Commissioner Willie Phillips, who voted to approve the NSA on Friday, also voted in favor of Fort’s proposed alternative. The alternative (summarized in a press release) includes four conditions:
- Deferring decision on allocation of $25.6 million Customer Base Rate Credit until next Pepco rate case
- Removing a provision that designates Exelon as the developer of a 5-megawatt solar generation facility at D.C. Water, and requiring Pepco to facilitate the interconnection through a competitive process
- Creating an escrow fund with two subaccounts at Pepco to hold $32.8 million of the proposed $72.8 million customer investment fund created by Exelon in the proposed settlement, $21.55 million of which is to be used to modernize the D.C. grid
- Striking as premature provisions regarding Pepco’s role to develop public purpose microgrids, requiring Pepco to facilitate and support pilot projects under a separate proceeding (FC 1130)

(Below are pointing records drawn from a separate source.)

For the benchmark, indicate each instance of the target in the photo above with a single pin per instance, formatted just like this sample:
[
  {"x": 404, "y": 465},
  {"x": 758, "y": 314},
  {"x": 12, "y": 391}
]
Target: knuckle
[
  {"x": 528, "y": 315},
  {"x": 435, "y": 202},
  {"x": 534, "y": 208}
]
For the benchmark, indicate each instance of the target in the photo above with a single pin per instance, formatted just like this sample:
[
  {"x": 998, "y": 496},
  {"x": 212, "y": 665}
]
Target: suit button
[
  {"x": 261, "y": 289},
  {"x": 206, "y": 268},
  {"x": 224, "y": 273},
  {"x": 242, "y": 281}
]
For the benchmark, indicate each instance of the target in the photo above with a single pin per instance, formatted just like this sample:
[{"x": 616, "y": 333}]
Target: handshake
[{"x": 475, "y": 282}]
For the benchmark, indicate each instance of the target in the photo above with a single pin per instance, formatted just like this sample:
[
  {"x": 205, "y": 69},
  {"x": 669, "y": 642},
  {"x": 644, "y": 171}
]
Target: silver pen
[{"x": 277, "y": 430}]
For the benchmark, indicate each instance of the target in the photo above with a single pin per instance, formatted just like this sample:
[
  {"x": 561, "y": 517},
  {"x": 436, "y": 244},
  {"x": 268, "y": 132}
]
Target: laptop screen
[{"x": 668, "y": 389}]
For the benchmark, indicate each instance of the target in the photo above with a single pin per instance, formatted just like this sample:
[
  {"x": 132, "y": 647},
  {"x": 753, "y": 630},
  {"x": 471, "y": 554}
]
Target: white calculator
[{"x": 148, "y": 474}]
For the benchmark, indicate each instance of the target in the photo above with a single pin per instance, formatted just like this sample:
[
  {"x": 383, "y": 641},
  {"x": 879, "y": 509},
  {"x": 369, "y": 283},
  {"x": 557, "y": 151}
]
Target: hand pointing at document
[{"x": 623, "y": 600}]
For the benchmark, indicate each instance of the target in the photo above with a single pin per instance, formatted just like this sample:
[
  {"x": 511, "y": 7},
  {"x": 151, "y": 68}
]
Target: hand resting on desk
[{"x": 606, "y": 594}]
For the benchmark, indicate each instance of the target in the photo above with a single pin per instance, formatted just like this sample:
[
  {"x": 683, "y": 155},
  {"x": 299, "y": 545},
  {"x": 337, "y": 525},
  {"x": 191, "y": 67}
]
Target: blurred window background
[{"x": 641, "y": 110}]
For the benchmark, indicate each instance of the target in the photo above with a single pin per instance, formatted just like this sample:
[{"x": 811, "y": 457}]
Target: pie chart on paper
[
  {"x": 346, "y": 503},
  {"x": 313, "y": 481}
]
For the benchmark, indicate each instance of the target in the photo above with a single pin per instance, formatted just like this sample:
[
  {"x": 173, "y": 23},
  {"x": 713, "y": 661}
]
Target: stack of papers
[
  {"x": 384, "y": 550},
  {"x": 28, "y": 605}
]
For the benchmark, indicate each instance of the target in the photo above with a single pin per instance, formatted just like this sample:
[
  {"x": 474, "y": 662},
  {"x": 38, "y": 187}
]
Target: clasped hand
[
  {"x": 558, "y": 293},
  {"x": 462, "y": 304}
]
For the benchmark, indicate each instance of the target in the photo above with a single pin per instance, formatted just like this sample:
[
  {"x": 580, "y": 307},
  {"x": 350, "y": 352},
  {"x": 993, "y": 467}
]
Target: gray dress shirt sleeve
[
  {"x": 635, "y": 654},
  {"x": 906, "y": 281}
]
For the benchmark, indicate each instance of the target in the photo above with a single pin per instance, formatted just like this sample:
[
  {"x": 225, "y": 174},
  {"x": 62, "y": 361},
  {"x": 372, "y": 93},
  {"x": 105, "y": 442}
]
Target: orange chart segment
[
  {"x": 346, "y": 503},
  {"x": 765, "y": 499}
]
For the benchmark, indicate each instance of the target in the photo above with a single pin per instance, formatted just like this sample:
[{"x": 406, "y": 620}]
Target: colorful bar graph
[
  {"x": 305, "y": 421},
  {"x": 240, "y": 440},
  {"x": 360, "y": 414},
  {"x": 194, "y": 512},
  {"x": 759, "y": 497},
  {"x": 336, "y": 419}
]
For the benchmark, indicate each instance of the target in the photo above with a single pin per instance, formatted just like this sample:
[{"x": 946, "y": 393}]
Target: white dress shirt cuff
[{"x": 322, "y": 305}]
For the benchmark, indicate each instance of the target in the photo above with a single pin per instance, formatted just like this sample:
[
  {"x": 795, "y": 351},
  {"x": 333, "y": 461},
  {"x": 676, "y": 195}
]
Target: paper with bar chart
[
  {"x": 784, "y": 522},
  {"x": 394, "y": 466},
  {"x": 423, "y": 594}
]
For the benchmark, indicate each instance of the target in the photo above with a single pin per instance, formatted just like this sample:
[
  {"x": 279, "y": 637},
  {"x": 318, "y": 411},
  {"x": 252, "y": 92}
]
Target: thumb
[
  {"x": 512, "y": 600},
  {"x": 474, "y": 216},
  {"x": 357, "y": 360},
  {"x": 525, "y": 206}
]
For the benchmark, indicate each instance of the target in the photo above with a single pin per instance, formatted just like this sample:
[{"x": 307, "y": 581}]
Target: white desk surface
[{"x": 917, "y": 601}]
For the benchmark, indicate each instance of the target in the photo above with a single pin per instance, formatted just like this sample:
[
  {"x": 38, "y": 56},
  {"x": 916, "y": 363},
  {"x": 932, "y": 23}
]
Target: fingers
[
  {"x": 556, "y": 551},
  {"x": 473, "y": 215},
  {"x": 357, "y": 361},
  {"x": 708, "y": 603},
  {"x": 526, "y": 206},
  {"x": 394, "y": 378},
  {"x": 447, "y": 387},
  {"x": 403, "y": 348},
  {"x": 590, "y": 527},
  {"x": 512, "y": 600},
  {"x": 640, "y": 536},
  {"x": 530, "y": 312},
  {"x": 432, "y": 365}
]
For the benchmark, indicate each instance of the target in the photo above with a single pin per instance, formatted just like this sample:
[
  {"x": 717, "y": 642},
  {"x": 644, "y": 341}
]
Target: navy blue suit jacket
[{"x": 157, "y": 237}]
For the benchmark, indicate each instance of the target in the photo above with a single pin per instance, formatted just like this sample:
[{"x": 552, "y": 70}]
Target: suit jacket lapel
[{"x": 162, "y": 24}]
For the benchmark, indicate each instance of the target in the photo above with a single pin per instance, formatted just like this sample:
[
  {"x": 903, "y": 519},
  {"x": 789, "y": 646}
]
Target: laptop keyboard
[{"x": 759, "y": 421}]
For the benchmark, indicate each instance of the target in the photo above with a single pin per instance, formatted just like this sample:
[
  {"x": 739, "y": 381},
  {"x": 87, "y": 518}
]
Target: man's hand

"The commission's order prescribes new provisions that we and the settling parties must carefully review to determine whether they are acceptable," Exelon spokesperson Paul Elsberg said in a statement.
Exelon previously stated that if a settlement isn't reached by March 4, the utility would cut its losses and walk away from the merger. The 14-day review period passes the March 4 deadline. But after two years of negotiations and having spent $259 million on the acquisition, experts believe the Chicago-based utility is likely to accept the proposed alternative.
In her dissent, Chairwoman Kane argued, as she did in the August ruling, that the merger represents an inherent conflict of interest that is not addressed in the proposed alternative.
“In particular, the return of Pepco to an ownership structure that includes energy generation, supply, marketing and sales will result in an entanglement of management, financial health, and decision-making,” she wrote. “This is fatal flaw which will adversely affect Pepco and create a diversion of focus that carries it in the opposite direction from D.C. law and policy."